Another possibility is putting the ball in Lauri Markkanen's hands late in games. He has been effective off the dribble and demonstrated in the European championships last summer he can deliver in late-game isolations.

Markkanen hit a shooting slump, though, going 0-for-15 from 3-point range to start the three-game road trip before knocking down his final attempt in Philadelphia.

"I don't want to call it a slump," Markkanen said Thursday. "You guys can do whatever you want. Watch film a little bit but not think about it too much. Just get some extra shots up and take the good shots and not force anything. Concentrate on every shot. Get your follow through.
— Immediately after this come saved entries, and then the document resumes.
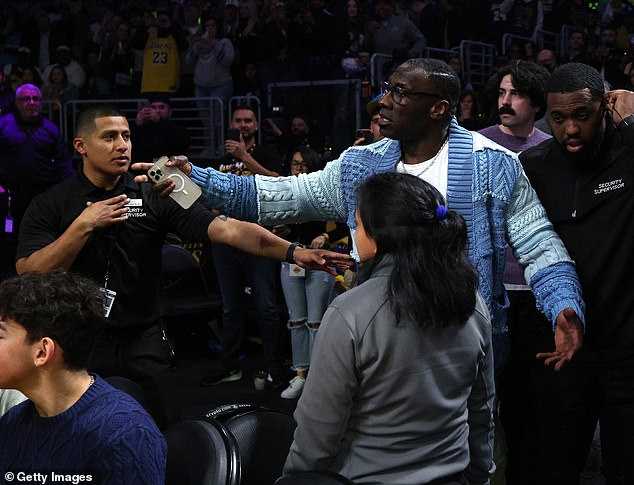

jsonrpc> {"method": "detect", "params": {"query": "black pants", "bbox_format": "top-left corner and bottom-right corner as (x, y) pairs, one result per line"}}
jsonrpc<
(88, 323), (172, 380)
(88, 323), (173, 426)
(500, 290), (560, 485)
(503, 291), (634, 485)
(212, 244), (282, 371)
(539, 355), (634, 485)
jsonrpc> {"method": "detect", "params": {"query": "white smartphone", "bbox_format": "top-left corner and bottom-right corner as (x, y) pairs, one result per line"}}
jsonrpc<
(147, 156), (202, 209)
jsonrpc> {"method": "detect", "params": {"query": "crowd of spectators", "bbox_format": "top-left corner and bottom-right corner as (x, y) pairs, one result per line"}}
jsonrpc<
(0, 1), (632, 147)
(1, 2), (634, 483)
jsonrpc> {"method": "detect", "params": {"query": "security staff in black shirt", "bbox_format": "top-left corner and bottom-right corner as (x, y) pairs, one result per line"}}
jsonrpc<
(15, 105), (351, 390)
(518, 63), (634, 485)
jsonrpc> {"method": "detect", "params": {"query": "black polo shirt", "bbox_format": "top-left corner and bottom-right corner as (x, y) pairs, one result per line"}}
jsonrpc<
(17, 168), (215, 328)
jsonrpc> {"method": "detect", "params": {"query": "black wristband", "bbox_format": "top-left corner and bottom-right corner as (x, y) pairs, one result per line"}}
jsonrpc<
(285, 242), (300, 263)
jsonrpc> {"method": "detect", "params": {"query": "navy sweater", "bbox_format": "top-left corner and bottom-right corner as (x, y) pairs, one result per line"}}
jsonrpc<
(0, 376), (166, 484)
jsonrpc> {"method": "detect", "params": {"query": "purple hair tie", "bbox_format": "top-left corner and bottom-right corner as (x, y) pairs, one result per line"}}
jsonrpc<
(435, 205), (447, 221)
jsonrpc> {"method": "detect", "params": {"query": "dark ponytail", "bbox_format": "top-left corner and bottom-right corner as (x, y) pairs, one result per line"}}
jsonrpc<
(356, 172), (478, 330)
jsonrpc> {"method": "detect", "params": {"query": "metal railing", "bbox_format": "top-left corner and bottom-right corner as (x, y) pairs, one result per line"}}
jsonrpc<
(41, 101), (64, 138)
(64, 99), (149, 142)
(502, 34), (532, 55)
(369, 53), (393, 91)
(63, 97), (225, 157)
(265, 78), (362, 130)
(559, 24), (577, 58)
(171, 97), (224, 157)
(370, 48), (460, 92)
(460, 40), (497, 91)
(423, 46), (460, 61)
(536, 30), (561, 55)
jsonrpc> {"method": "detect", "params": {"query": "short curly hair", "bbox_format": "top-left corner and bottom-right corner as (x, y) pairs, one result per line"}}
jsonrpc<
(0, 270), (105, 370)
(545, 62), (605, 102)
(497, 60), (551, 117)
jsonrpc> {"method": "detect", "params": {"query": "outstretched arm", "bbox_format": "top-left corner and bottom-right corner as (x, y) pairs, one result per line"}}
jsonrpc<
(207, 215), (353, 275)
(505, 162), (585, 369)
(132, 157), (260, 221)
(132, 152), (349, 225)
And take good shots."

The Bulls have used LaVine as point guard for short stretches and have drawn up some plays for Markkanen to bring the ball up, so Hoiberg is trying to game plan some ideas while Dunn is sidelined. Two-way player Ryan Arcidiacono held his own as the backup point guard during the trip.

Another potential remedy is to mix lineups. David Nwaba and Bobby Portis consistently appear in the Bulls' most successful lineup combinations.

That's partially because they typically play against opponents' reserves, but Hoiberg could consider making them more than part-time players. Portis produced 22 points and 11 rebounds against Philadelphia in just 25 minutes.

"We miss Kris a lot," Markkanen said. "First of all, he's a great guy to have on the team. He's a positive guy in the locker room and he brings energy to us. He's a scoring weapon for us and can create plays for other guys as well. We miss him a lot and hopefully he can come back soon."